Now, that is enough on the possible problems. There are more and the lesson here is simply that MY SITUATION IS UNIQUE and I need to do some financial planning to determine if RSPs are right for me. Do not blindly follow the mutual fund pied piper during RSP season.
Your mortgage or credit cards. You will possibly receive a greater rate of return with the same tax free compounding. Paying down your debt will make you wealthier than having an RSP.
Tax free savings accounts – TFSAs – were introduced in 2009. They assure you of the same tax free compounding achieved with RSP contributions at the lowest rate, with none of the disadvantages noted above. A change to them is likely warranted for many.
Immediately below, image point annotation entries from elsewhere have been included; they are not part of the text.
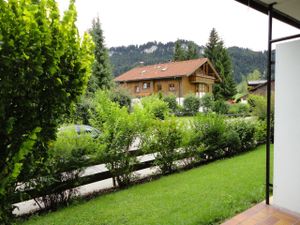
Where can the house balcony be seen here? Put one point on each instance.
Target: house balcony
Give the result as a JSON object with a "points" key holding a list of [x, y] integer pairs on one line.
{"points": [[263, 214], [201, 79]]}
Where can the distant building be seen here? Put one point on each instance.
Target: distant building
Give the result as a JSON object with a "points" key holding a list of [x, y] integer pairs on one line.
{"points": [[179, 78], [259, 87]]}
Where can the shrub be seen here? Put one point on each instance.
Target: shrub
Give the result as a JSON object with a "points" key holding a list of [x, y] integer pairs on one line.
{"points": [[232, 142], [191, 146], [67, 157], [119, 129], [164, 138], [239, 108], [191, 104], [260, 131], [53, 67], [209, 130], [245, 131], [221, 107], [171, 102], [207, 102], [156, 107], [258, 106]]}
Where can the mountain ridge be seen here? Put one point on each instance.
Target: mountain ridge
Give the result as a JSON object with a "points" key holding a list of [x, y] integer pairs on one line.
{"points": [[124, 58]]}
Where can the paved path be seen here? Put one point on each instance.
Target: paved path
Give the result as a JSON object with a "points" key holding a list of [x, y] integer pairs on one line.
{"points": [[31, 206]]}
Registered Education Savings Plans – RESPs – CRA will send you no tax refund, but you will be given a Canada Education Savings Grant on the first $2500 of 40% if FAMILY income is below $38,832 (30% until $77,664 FI and 20% thereafter).
So, as always, they key to making good decisions about your finances is preparing a financial plan that recognizes you and your family’s uniqueness. Bang your own drum and drown out the pied piper.
A final note! Christmas is almost upon us and the stock markets around the world continue to deliver gift after gift. This hopefully will continue right through Christmas and the New Year. A word of caution though, what goes up ALWAYS comes down, even Santa’s sleigh. Now on to it, on to it…
* The 2009 lowest marginal rate for Ontario is actually 21.05%. We have used 20% for ease of illustration. The conclusions remain unchanged.